For most things in Minnesota these days, good news is almost always matched by bad or worse news.
First the good news: the state’s exports in manufactured goods during the second quarter jumped 19 percent to $4.3 billion compared to the same period a year ago, according to the Department of Employment and Economic Development (DEED). So far this year, Minnesota is close to reaching pre-recessionary export levels.
Now the bad: optic and medical products fell 10 percent to $723 million — the only major product group in Minnesota to register a decline. Worse yet, sales of optic and medical products for the entire country rose 15 percent.
You don’t need to be an economic genius to realize this is bad. Minnesota’s medical device industry is a crucial component of the state’s economy, producing most of its growth and high-paying jobs.
On a national scale, the medical device industry is one of the few to produce a trade surplus. That’s why the Obama administration chose Medtronic Inc.’s headquarters in Fridley in June to promote its National Export Initiative — a push to encourage small-to-medium medical device companies to pursue emerging overseas markets like China, Japan, Eastern Europe and Latin America.

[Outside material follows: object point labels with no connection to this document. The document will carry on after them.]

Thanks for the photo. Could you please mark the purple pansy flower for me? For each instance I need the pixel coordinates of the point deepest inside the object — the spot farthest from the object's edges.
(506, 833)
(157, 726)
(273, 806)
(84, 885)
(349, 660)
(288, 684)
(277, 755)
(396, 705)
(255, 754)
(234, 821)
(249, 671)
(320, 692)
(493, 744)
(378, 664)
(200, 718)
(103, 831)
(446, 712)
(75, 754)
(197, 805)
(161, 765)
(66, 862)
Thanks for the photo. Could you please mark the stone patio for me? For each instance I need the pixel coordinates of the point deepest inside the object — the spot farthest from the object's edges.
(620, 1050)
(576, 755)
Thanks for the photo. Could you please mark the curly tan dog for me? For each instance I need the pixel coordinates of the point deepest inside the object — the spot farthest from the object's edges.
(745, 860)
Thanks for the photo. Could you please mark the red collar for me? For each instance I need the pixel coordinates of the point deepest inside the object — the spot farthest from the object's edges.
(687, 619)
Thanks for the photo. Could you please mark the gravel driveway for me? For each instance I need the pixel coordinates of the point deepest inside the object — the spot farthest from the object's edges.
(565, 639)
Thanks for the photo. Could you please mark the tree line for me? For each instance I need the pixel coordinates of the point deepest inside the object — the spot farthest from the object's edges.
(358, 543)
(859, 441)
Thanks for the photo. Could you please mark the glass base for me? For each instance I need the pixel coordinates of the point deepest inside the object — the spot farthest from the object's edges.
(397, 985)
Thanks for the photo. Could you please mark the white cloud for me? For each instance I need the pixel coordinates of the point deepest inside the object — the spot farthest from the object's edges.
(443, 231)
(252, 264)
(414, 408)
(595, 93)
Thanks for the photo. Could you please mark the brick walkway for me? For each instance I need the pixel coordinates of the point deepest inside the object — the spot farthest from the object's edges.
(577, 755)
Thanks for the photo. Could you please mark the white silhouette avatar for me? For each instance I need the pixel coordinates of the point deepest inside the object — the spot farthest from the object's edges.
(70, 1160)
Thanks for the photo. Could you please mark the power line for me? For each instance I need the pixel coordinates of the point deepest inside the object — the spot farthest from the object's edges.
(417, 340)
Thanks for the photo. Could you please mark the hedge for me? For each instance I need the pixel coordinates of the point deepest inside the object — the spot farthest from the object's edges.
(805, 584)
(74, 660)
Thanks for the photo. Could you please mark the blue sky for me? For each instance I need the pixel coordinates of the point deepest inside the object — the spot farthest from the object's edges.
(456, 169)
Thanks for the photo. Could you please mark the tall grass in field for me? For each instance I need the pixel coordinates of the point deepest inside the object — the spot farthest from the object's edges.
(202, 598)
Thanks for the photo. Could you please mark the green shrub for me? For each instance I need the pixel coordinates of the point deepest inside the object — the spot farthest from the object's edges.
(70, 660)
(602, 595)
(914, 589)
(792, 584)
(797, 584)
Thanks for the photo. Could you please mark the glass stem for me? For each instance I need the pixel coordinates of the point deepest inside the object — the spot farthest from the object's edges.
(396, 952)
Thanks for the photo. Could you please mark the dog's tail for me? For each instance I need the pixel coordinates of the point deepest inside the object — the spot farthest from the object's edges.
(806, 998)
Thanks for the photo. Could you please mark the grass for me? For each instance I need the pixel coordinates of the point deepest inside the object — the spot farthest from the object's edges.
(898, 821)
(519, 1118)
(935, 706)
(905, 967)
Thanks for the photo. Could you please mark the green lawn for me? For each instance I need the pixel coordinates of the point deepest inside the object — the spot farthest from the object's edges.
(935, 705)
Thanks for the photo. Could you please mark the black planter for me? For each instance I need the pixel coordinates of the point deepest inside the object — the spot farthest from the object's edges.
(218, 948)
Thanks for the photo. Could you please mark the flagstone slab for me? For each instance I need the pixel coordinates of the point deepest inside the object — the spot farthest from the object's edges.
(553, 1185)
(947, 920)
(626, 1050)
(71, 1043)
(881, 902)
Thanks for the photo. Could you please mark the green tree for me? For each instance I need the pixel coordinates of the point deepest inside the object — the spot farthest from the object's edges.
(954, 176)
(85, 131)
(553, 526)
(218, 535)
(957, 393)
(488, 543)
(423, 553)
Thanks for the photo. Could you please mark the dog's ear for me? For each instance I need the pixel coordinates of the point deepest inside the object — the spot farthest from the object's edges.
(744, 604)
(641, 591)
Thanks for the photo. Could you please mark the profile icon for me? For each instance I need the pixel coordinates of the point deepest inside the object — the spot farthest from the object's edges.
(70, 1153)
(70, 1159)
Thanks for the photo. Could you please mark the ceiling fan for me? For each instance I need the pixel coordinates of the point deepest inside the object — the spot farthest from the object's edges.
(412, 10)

The state report cited Ireland for the reason behind the drop in medical product sales. State exports to Ireland tumbled 51 percent to $109 million, dropping Ireland to Minnesota’s 13th largest market.
But the problem is not confined to Ireland. Last month, Medtronic sharply cut its fiscal 2011 profit and sales forecast after a weak first quarter, citing falling prices and less use of medical devices around the world.
“A softer global healthcare market impacted by decreased utilization and increased pricing pressure made for a difficult first quarter,” CEO Bill Hawkins said in a statement at the time.
In a later interview with Bloomberg News, Hawkins said Medtronic was surprised by the “magnitude of the market slowdown” in its spine and heart-rhythm device businesses, which accounted for more than half of sales.